Almost everyone today can agree that smoking is a bad and hazardous habit. This includes both smokers and non-smokers, and the government’s campaign to prohibit tobacco use seems to have worked well. Center of Disease Control records show that in 1965, 42% of US adults smoked tobacco, while in 2012, only 18% were still using. This is well on the right tract to their ultimate goal of only 12% of the population by the end of 2020.
But rather than completely giving up nicotine, many people are choosing to switch to e-cigarettes. Mostly due to their novelty and the lack of federal laws, there is not much enforcement on where these devices should and should not be used, considering the general public view, which sees them as a ‘safer’ alternative to tobacco.
A recent incident sparked yet another debate on where these e-cigarettes should be restricted or not. On March 28, businessperson Elizabeth Cole arrived at Calgary International Airport for a flight to Toronto. While she was waiting to board the plane, she spotted a man vaping on his e-cig in line and thought the flight crew would ask him to stop once he was on the plane, but that was not the case.
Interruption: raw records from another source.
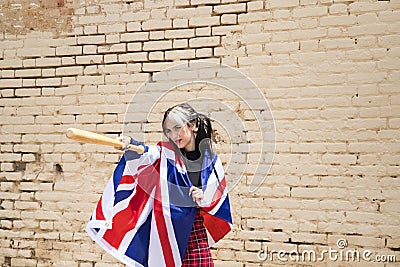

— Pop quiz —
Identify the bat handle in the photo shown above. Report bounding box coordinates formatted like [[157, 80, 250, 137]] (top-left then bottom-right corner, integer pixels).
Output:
[[126, 145, 144, 154]]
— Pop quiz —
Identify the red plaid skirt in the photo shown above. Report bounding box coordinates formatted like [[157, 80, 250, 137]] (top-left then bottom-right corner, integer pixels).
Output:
[[182, 209, 214, 267]]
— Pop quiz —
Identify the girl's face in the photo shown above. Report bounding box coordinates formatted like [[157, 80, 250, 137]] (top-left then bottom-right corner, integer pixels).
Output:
[[164, 119, 196, 151]]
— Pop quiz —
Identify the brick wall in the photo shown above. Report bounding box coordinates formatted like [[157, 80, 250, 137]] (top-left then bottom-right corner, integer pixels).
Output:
[[0, 0, 400, 267]]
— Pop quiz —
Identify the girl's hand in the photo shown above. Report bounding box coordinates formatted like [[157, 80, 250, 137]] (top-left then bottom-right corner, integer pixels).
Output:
[[189, 186, 204, 204], [115, 135, 132, 150]]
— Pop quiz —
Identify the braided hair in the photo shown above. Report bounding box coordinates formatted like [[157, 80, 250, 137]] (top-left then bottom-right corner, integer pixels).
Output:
[[162, 103, 223, 192]]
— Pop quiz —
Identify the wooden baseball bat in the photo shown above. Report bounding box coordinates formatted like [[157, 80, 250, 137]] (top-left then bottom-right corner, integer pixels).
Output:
[[66, 128, 144, 154]]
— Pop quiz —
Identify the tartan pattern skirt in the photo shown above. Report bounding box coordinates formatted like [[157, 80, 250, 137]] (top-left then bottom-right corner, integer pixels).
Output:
[[182, 209, 214, 267]]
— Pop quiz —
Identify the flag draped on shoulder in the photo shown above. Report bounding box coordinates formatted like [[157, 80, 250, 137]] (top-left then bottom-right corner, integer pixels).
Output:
[[86, 142, 232, 267]]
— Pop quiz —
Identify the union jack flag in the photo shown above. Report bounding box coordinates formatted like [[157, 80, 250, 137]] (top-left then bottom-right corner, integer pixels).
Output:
[[86, 142, 232, 267]]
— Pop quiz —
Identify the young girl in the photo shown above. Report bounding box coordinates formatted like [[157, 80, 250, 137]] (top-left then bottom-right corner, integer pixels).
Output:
[[88, 103, 232, 267]]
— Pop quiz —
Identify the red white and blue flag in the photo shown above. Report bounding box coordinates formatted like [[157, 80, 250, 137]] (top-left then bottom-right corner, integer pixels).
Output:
[[86, 142, 232, 267]]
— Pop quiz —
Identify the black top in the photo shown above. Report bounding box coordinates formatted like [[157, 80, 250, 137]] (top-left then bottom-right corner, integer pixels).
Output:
[[181, 150, 203, 187]]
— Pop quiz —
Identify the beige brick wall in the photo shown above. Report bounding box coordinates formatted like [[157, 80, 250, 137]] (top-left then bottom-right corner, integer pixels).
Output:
[[0, 0, 400, 267]]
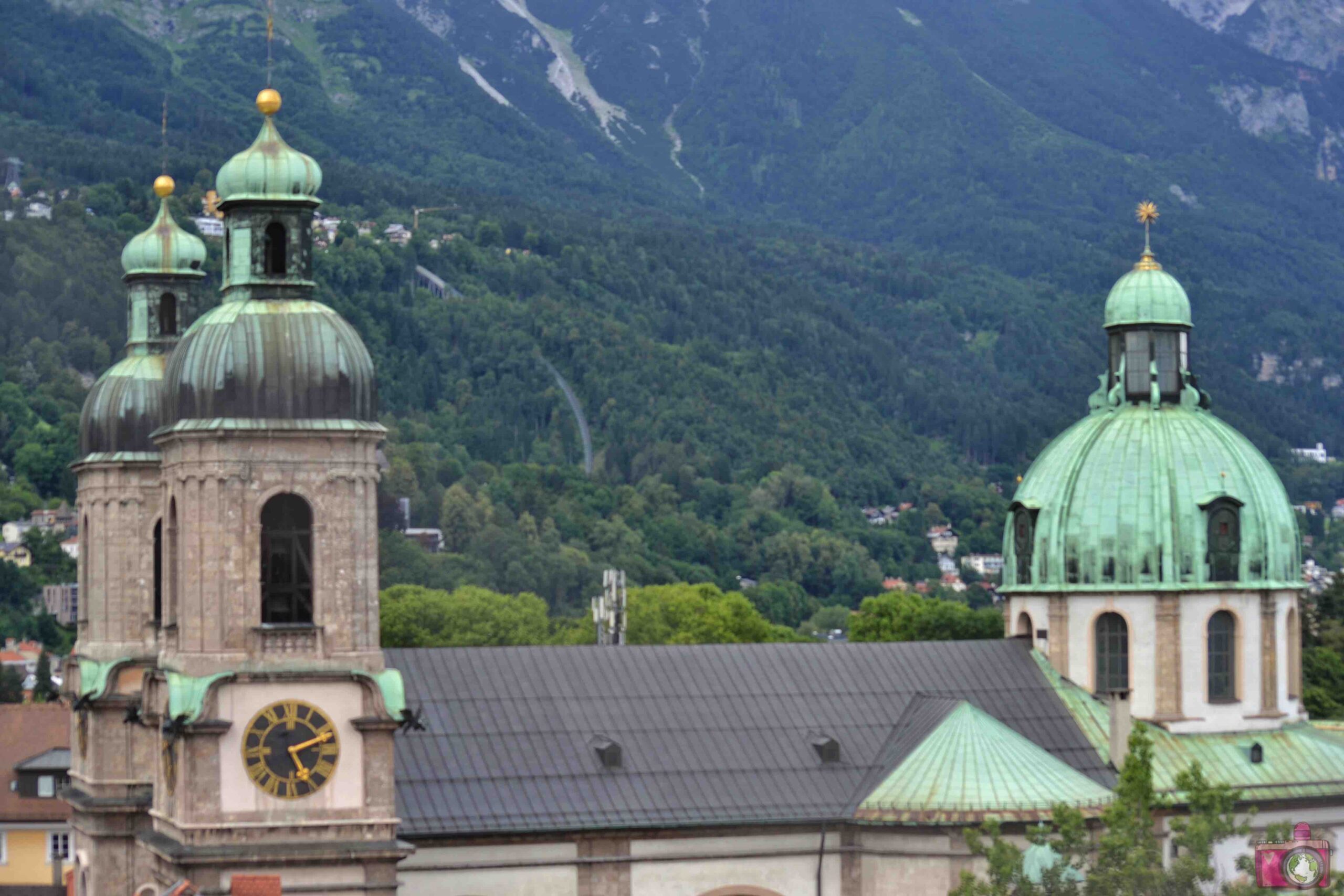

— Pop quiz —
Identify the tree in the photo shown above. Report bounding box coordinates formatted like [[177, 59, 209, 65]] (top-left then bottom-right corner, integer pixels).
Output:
[[382, 584, 548, 648], [626, 583, 799, 644], [951, 723, 1254, 896], [849, 591, 1004, 641], [0, 666, 23, 702]]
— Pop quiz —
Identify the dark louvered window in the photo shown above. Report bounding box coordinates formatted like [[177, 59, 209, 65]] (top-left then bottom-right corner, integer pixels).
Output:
[[1208, 500, 1242, 582], [1208, 610, 1236, 702], [1095, 613, 1129, 693], [1012, 508, 1036, 584], [261, 494, 313, 623], [264, 220, 289, 277], [159, 293, 177, 336]]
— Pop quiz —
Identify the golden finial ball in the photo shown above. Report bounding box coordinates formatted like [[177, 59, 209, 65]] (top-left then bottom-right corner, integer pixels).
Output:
[[257, 87, 279, 115]]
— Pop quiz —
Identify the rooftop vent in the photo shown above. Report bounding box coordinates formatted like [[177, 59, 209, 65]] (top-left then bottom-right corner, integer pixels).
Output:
[[593, 737, 621, 768], [812, 735, 840, 763]]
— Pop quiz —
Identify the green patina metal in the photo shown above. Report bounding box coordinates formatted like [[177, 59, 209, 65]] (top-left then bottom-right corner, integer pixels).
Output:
[[1032, 651, 1344, 802], [164, 670, 234, 724], [121, 197, 206, 279], [1022, 844, 1083, 884], [164, 300, 377, 427], [368, 669, 406, 719], [78, 657, 130, 700], [1003, 248, 1301, 594], [79, 355, 166, 462], [855, 700, 1114, 824], [1003, 403, 1301, 593], [1106, 267, 1192, 326], [215, 115, 322, 203], [163, 669, 406, 724]]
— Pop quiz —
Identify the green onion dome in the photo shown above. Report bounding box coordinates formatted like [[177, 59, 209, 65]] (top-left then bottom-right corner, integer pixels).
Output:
[[215, 87, 322, 203], [79, 355, 166, 461], [1106, 248, 1191, 326], [121, 175, 206, 277], [1003, 400, 1301, 593], [164, 300, 377, 428]]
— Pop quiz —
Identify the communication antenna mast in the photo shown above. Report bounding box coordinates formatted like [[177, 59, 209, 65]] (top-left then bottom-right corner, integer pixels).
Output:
[[593, 570, 626, 648]]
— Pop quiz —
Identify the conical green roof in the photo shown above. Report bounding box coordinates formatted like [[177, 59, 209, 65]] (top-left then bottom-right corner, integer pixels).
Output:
[[121, 197, 206, 277], [1003, 403, 1301, 594], [215, 91, 322, 203], [855, 700, 1114, 824]]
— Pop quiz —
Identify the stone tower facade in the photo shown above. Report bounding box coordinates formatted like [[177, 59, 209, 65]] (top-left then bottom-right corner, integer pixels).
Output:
[[68, 89, 410, 896], [66, 176, 206, 893], [1003, 224, 1306, 733]]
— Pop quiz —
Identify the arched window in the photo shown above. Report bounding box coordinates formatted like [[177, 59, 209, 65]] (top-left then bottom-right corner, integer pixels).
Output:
[[262, 220, 289, 277], [261, 494, 313, 623], [159, 293, 177, 336], [1012, 508, 1036, 584], [1208, 610, 1236, 702], [1094, 613, 1129, 693], [1208, 498, 1242, 582], [154, 520, 164, 626]]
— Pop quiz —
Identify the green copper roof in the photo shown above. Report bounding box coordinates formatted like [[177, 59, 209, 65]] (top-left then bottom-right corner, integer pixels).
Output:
[[1032, 650, 1344, 802], [1003, 402, 1301, 593], [164, 300, 377, 426], [79, 355, 166, 461], [1106, 262, 1191, 326], [855, 700, 1114, 824], [215, 115, 322, 203], [78, 657, 130, 700], [121, 196, 206, 278]]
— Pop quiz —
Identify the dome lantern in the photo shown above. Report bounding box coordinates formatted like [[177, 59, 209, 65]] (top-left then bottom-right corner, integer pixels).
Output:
[[79, 175, 206, 461]]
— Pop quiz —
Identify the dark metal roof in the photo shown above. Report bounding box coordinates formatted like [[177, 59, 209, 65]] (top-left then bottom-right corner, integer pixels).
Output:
[[384, 639, 1114, 837], [14, 747, 70, 771]]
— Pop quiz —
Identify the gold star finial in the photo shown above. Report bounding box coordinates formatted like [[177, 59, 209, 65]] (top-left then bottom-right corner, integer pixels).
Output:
[[1135, 199, 1162, 270]]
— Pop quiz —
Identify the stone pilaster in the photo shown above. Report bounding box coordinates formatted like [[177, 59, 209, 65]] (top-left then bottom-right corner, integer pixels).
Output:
[[1261, 591, 1282, 716], [1049, 594, 1068, 676], [1154, 594, 1184, 721], [578, 838, 631, 896]]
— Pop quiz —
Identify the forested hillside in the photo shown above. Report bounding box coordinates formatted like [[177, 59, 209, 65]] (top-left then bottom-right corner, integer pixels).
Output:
[[8, 0, 1344, 625]]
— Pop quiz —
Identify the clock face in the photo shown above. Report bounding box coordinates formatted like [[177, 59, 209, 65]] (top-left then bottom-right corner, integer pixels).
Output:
[[243, 700, 340, 799]]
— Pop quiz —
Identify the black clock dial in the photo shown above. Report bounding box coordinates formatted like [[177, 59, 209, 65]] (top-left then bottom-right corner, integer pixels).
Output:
[[243, 700, 340, 799]]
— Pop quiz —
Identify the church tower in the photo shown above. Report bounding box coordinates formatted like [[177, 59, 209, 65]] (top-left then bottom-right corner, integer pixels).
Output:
[[140, 89, 410, 896], [66, 175, 206, 893], [1003, 203, 1305, 733]]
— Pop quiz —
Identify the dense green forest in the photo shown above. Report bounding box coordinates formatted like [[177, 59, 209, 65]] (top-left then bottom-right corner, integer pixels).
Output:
[[8, 0, 1344, 720]]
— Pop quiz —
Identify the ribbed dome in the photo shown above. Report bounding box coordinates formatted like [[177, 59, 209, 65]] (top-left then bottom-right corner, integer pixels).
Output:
[[215, 115, 322, 202], [164, 300, 377, 427], [1004, 403, 1301, 591], [79, 355, 166, 459], [1106, 262, 1191, 326], [121, 197, 206, 277]]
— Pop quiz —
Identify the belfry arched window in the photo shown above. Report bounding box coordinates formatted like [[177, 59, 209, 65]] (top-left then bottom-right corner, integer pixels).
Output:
[[159, 293, 177, 336], [1208, 610, 1236, 702], [1205, 498, 1242, 582], [1094, 613, 1129, 693], [261, 494, 313, 623], [154, 520, 164, 626], [1012, 508, 1036, 584], [262, 220, 289, 277]]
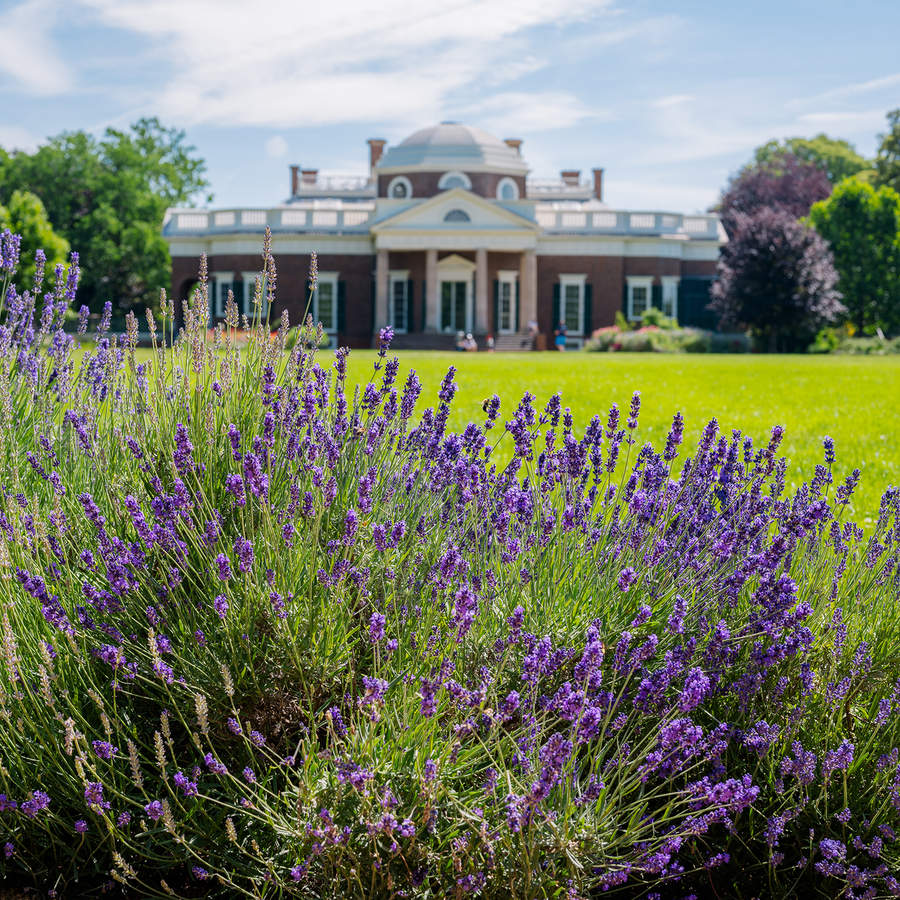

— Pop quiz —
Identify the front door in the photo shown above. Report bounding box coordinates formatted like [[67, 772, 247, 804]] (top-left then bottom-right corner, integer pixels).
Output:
[[497, 281, 516, 334], [441, 281, 469, 331]]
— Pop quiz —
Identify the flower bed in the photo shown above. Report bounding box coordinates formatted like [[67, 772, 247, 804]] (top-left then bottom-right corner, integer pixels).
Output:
[[0, 238, 900, 900]]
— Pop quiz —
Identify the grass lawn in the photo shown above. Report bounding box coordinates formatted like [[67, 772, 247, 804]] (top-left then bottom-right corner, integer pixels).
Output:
[[342, 350, 900, 524]]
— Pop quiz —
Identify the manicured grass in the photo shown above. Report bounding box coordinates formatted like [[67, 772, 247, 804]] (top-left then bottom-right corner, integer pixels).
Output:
[[346, 351, 900, 524]]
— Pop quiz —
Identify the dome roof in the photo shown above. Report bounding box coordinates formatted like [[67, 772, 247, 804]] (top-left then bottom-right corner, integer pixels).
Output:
[[378, 122, 528, 175]]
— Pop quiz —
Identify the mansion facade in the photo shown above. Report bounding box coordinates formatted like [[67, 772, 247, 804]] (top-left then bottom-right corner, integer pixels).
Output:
[[163, 122, 726, 349]]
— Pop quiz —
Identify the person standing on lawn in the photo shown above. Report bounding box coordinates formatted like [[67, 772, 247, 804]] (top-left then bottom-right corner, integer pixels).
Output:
[[553, 319, 566, 353]]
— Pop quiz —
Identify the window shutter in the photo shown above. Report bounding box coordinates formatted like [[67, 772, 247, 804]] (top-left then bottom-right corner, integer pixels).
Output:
[[494, 279, 500, 331], [582, 284, 594, 337], [516, 278, 519, 331], [337, 281, 347, 331]]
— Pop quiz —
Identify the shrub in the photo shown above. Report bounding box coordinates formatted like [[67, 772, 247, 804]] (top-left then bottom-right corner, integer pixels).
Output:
[[0, 229, 900, 900]]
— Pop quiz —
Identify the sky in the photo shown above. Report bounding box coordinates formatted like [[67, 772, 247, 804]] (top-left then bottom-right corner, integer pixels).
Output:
[[0, 0, 900, 212]]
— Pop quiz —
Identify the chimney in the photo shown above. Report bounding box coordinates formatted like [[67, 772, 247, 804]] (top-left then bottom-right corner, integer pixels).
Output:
[[367, 138, 387, 175]]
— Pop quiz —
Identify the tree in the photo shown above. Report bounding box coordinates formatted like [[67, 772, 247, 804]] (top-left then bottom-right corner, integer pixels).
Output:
[[875, 109, 900, 193], [710, 209, 846, 352], [719, 153, 831, 235], [809, 180, 900, 332], [0, 191, 69, 292], [754, 134, 872, 185], [0, 119, 208, 312]]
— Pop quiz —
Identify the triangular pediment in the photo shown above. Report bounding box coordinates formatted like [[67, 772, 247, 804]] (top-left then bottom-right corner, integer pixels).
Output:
[[370, 188, 541, 234]]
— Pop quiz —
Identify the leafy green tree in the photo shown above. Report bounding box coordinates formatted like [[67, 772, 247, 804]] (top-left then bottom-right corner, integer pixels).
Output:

‘I was very surprised that it was allowed to happen,’ Cole said. ‘I don't understand how flight attendants did not see him. He wasn't hiding it.’
E-cigarettes are often used as a halfway product for those trying to kick their smoking habit. Many young smokers have completely cut off tobacco cigarette and gone only to vaping. The e-cigarette is made up of a cartridge, a battery, and uses heat to vaporize a nicotine based solution that the smoker inhales. Not all of these devices contain nicotine.
Cole then moved to her seat behind the man and saw him continue to puff out vapor during the flight. At the same time none of the flight crew told the man to stop, despite Air Canada’s strict policy stating passengers are forbidden to vape during flight. ‘Air Canada's policy, which crews are aware of and uphold, is that e-cigarettes are not permitted to be used on board Air Canada flights,’ said Angela Mah, a representative for the airline, in an email to CBC News.
‘Had the crew been aware of or been alerted during the flight about the purported use of an e-cigarette on board, they would have addressed the matter immediately’ she added.
One of the reasons why e-cigarettes are banned on flights is because of the uncertainty of their safety. In a recent comment the American Lung Association said ‘there is currently no way for the public health, medical community, or consumers to know what chemicals are contained in e-cigarettes, or what short and long term health implications may be. Also unknown is what the potential harm may be to people exposed to secondhand emissions from e-cigarettes.’